En el remo de banco fijo, el remero está sentado sobre un asiento fijo, y la propulsión se realiza con el torso y con los brazos.
1960: Rafael Ferrer, actor estadounidense. 1962: Steve Redgrave, remero británico. 1963: Míchel (José Miguel González), futbolista español.
¿Ha sido una tromba, una oleada? El remero lanzó un grito: -¡Dios nos ampare! La embarcación había chocado contra un enorme arrecife submarino, y se hundía como un zapato viejo en la balsa del pueblo, se hundía con toda su tripulación, hasta con las ratas, como suele decirse.
No nos cuidábamos entonces de perorar elegantemente ni de calumniar a nadie. Toda nues­tra ambición se cifraba en ser el mejor remero.

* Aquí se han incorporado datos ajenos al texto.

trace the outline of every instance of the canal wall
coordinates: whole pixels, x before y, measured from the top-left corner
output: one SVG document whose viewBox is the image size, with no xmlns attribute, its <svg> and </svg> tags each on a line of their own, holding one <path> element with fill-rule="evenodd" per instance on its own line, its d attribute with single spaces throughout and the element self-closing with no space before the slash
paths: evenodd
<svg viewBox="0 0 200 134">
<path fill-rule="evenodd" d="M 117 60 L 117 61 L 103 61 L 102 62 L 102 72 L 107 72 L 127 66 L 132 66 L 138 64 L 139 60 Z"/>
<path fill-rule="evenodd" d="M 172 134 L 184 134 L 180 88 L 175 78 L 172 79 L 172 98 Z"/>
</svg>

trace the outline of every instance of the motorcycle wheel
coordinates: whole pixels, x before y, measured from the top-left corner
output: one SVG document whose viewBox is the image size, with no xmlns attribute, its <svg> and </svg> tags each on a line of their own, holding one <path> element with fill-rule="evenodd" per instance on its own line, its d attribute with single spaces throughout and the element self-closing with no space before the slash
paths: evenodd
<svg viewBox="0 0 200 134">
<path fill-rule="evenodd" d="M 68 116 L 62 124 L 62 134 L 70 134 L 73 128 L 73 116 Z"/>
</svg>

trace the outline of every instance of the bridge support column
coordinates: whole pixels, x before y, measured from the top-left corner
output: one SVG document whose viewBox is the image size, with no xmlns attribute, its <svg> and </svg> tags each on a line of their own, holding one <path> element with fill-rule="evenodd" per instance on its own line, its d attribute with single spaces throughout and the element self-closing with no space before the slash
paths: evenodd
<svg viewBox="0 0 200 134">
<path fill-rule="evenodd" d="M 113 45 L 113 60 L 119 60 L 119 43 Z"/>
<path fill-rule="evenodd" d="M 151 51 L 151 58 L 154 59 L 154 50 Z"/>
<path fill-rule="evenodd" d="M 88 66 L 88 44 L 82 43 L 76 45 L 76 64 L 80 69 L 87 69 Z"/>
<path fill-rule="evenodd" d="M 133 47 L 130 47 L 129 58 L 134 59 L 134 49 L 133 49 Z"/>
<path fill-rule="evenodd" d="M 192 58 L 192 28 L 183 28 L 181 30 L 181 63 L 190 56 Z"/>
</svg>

Listos, por fin, partieron. Durante una hora la canoa se deslizó más velozmente de lo que el remero hubiera querido. Remaba mal, apoyado en un solo pie, y el talón desnudo herido por el filo del soporte.
Tú sólo con tu cuerpo eres útil, 365 nos con el ánimo, y en cuanto quien modera el barco sobrepasa del remero el servicio, en cuanto el general que el soldado más grande, en tanto yo te supero.
A los que un Píndaro diera, por los olímpicos juegos, por el salto, por la carrera la oda cara a los griegos, que se cerniría sonora sobre el aquilino aeroplano que es grifo, pegaso y quimera; sobre el remero que evoca haciendo volar la prora los de la pristina galera; sobre los que en lucha loca disputan la elástica esfera; sobre las sudosas frentes de los sanos adolescentes.
Pero aun a trueque de romper un remo, Subercasaux no perdía contacto con la fronda, pues de apartarse cinco metros de la costa podía cruzar y recruzar toda la noche delante de su puerto, sin lograr verlo. Bordeando literalmente el bosque a flor de agua, el remero avanzó un rato aún.
Más por instinto que por indicio alguno Subercasaux sentía su proximidad, pues las tinieblas eran un solo bloque infranqueable, que comenzaban en las manos del remero y subían hasta el cenit.
Óyese el canto melancólico del remero, y el ruido lejano del mar, y el acompasado martilleo del molinete, y el susurro de las aguas; y como complemento de este panorama sublime y animado, mira una diadema de nubes de oro y escarlata sobre el azul purísimo del cielo, pugnando inútilmente por ceñir más de cerca el disco luminoso de la luna...
Decidle que en mi anhelo, en mi delirio por llegar a la orilla, el pecho siente dulcísimo martirio; decidle, en fin, que mientras estuve ausente, ni un día, ni un instante hela olvidado, y llevadle este beso que os confío, tributo adelantado que desde el fondo de mi ser le envío. ¡Boga, boga, remero, así llegamos!
¡Partamos, que arrecia sonora la voz indecisa del agua, y la brisa comienza de prisa la flámula a hinchar! ¡Pronto, remero! ¡Bate la espuma!